Patients must have failed previous treatment with 3 different antiretroviral regimens. At least 1 of each of the following classes of antiretroviral drugs must have been attempted:

(i) at least 1 non-nucleoside reverse transcriptase inhibitor; and

(ii) at least 1 nucleoside reverse transcriptase inhibitor; and

(iii) at least 1 protease inhibitor.

6455R Pack containing 60 vials powder for injection 90 mg with 60 vials water for injections

1 December 2006

Amended 1 July 2008

Patients with chronic hepatitis B who satisfy all of the following criteria:

(1) Histological evidence of chronic hepatitis on liver biopsy (except in patients with coagulation disorders considered severe enough to prevent liver biopsy);

(2)(a) Abnormal serum ALT levels in conjunction with documented chronic hepatitis B infection; or (b) Elevated HBV DNA levels in conjunction with chronic hepatitis B infection;

(3) Female patients of child-bearing age are not pregnant, not breast-feeding, and are using an effective form of contraception.

Persons with Child's class B or C cirrhosis (ascites, variceal bleeding, encephalopathy, albumin less than 30 g per L, bilirubin greater than 30 micromoles per L) should have their treatment discussed with a transplant unit prior to initiating therapy.

NOTE:
PBS-subsidised entecavir monohydrate must be used as monotherapy.

Entecavir Monohydrate (Baraclude) 9603K Tablet 1 mg

1 December 2006

Amended 1 March 2008

Amended 1 July 2008

Patients with chronic hepatitis B who have failed lamivudine therapy and who satisfy all of the following criteria:

(1)(a) Repeatedly elevated  serum ALT levels while on concurrent antihepadnaviral therapy of greater than or equal to 6 months duration in conjunction with documented chronic hepatitis B infection; or
(b) Repeatedly elevated HBV DNA levels one log greater than the nadir value or failure to achieve a 1 log reduction in HBV DNA within 3 months, whilst on previous antihepadnaviral therapy except in patients with evidence of poor compliance;

(2) Female patients of child-bearing age are not pregnant, not breast-feeding, and are using an effective form of contraception.

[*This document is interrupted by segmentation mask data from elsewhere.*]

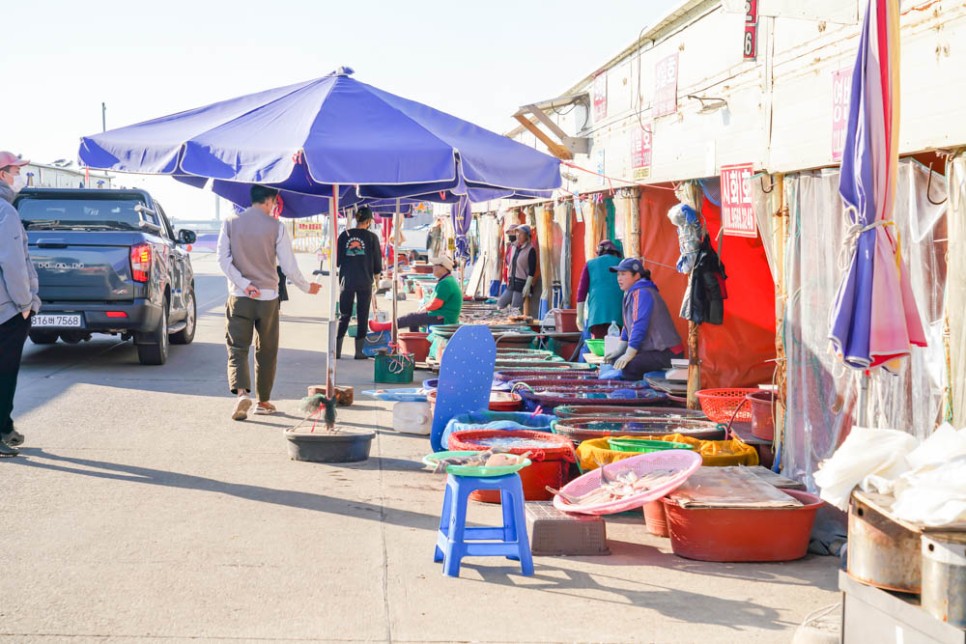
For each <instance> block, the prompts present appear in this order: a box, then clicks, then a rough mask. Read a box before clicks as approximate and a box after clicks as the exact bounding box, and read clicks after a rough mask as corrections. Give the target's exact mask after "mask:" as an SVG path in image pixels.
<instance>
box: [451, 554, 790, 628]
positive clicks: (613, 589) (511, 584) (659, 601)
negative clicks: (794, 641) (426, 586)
mask: <svg viewBox="0 0 966 644" xmlns="http://www.w3.org/2000/svg"><path fill="white" fill-rule="evenodd" d="M651 550H653V548H651ZM607 558H608V557H595V558H594V561H595V562H596V561H599V560H602V559H607ZM507 564H508V566H507V567H506V568H505V569H498V568H493V567H486V566H477V565H474V564H473V563H464V564H463V565H462V567H463V568H467V569H470V570H475V571H476V572H477V573H479V575H480V576H481V577H482V581H480V582H478V583H487V584H499V585H502V586H512V587H514V588H529V589H533V590H541V591H544V592H549V593H557V594H561V595H568V596H571V597H577V598H580V599H581V600H582V601H586V602H587V603H588V614H592V612H593V611H592V609H591V608H590V606H591V605H592V603H594V602H597V603H607V604H615V603H616V604H625V605H629V606H640V607H646V608H649V609H651V610H654V611H657V612H659V613H661V614H662V615H664V616H666V617H670V618H672V619H675V620H678V621H680V622H691V623H702V624H714V625H718V626H724V627H728V628H730V629H732V630H735V631H738V630H739V629H742V628H745V627H748V628H761V629H767V630H785V629H787V628H788V627H789V626H795V624H792V623H790V622H784V621H782V620H780V619H779V613H778V611H776V610H775V609H773V608H769V607H767V606H761V605H759V604H755V603H754V602H750V601H741V600H736V599H729V598H727V597H719V596H717V595H704V594H701V593H694V592H691V591H687V590H682V589H680V588H669V587H665V586H658V585H655V584H646V583H641V582H639V581H634V580H632V579H624V578H617V577H609V576H607V575H600V574H596V573H594V574H592V573H587V572H583V571H579V570H570V569H564V568H557V567H555V566H553V565H548V564H547V562H546V560H545V559H539V560H538V561H537V562H536V574H535V575H534V576H533V577H520V576H519V564H516V567H515V568H514V567H512V566H513V562H509V561H508V562H507ZM608 582H613V583H608ZM588 591H589V592H588ZM601 628H602V632H601V635H602V636H603V635H606V634H608V633H607V630H606V625H601ZM734 636H735V637H738V633H737V632H736V633H734Z"/></svg>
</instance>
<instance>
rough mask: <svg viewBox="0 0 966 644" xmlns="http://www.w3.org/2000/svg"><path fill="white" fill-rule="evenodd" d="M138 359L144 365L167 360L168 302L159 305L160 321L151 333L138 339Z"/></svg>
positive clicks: (155, 364)
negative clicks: (160, 305) (158, 323)
mask: <svg viewBox="0 0 966 644" xmlns="http://www.w3.org/2000/svg"><path fill="white" fill-rule="evenodd" d="M137 342H138V345H137V346H138V360H139V361H140V363H141V364H145V365H162V364H164V363H165V362H167V361H168V302H167V300H165V302H164V306H162V307H161V322H160V323H159V324H158V328H157V329H155V330H154V331H153V332H151V333H145V334H143V335H141V336H140V337H139V338H138V339H137Z"/></svg>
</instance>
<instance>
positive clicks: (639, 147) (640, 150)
mask: <svg viewBox="0 0 966 644" xmlns="http://www.w3.org/2000/svg"><path fill="white" fill-rule="evenodd" d="M631 169H632V170H633V171H634V179H635V180H640V179H647V178H648V177H650V176H651V131H650V130H644V129H641V128H638V129H636V130H634V138H633V140H632V141H631Z"/></svg>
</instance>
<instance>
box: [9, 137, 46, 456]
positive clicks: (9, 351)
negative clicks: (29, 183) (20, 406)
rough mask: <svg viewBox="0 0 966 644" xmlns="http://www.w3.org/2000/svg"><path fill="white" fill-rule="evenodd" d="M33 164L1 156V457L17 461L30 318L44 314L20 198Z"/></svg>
mask: <svg viewBox="0 0 966 644" xmlns="http://www.w3.org/2000/svg"><path fill="white" fill-rule="evenodd" d="M28 163H30V162H29V161H25V160H23V159H21V158H20V157H18V156H17V155H15V154H13V153H11V152H0V456H16V455H17V454H19V453H20V451H19V450H18V449H17V447H18V446H19V445H22V444H23V435H22V434H21V433H20V432H18V431H17V430H16V429H15V428H14V426H13V418H12V417H11V414H12V413H13V397H14V394H15V393H16V391H17V376H18V375H19V373H20V360H21V359H22V358H23V345H24V343H25V342H26V341H27V333H28V332H29V331H30V316H31V315H32V314H34V313H36V312H37V311H39V310H40V296H39V295H38V292H39V283H38V281H37V271H35V270H34V266H33V264H32V263H31V262H30V255H29V254H28V251H27V231H25V230H24V227H23V223H21V221H20V215H19V214H18V213H17V209H16V208H14V207H13V200H14V197H16V196H17V193H18V192H20V191H21V190H22V189H23V188H24V187H25V186H26V185H27V177H26V176H25V175H23V174H21V169H22V168H23V166H25V165H27V164H28Z"/></svg>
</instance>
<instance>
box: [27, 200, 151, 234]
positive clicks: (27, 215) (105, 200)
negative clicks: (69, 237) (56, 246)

Persons with Child's class B or C cirrhosis (ascites, variceal bleeding, encephalopathy, albumin less than 30 g per L, bilirubin greater than 30 micromoles per L) should have their treatment discussed with a transplant unit prior to initiating therapy.

NOTE:
Patients should have undergone a liver biopsy at some point since initial diagnosis to obtain histological evidence of chronic hepatitis. PBS-subsidised entecavir monohydrate must be used as monotherapy.

Epoetin alfa (Eprex)

Amended 1 May 2004

Treatment of anaemia requiring transfusion, defined as a haemoglobin level of less than 100g/L, where intrinsic renal disease, as assessed by a nephrologist, is the primary cause of the anaemia.

Note: With the amended indication for epoetin from 1 May 2004 it should be noted that patients receiving subsidised treatment prior to this date will be eligible to continue to receive subsidised treatment.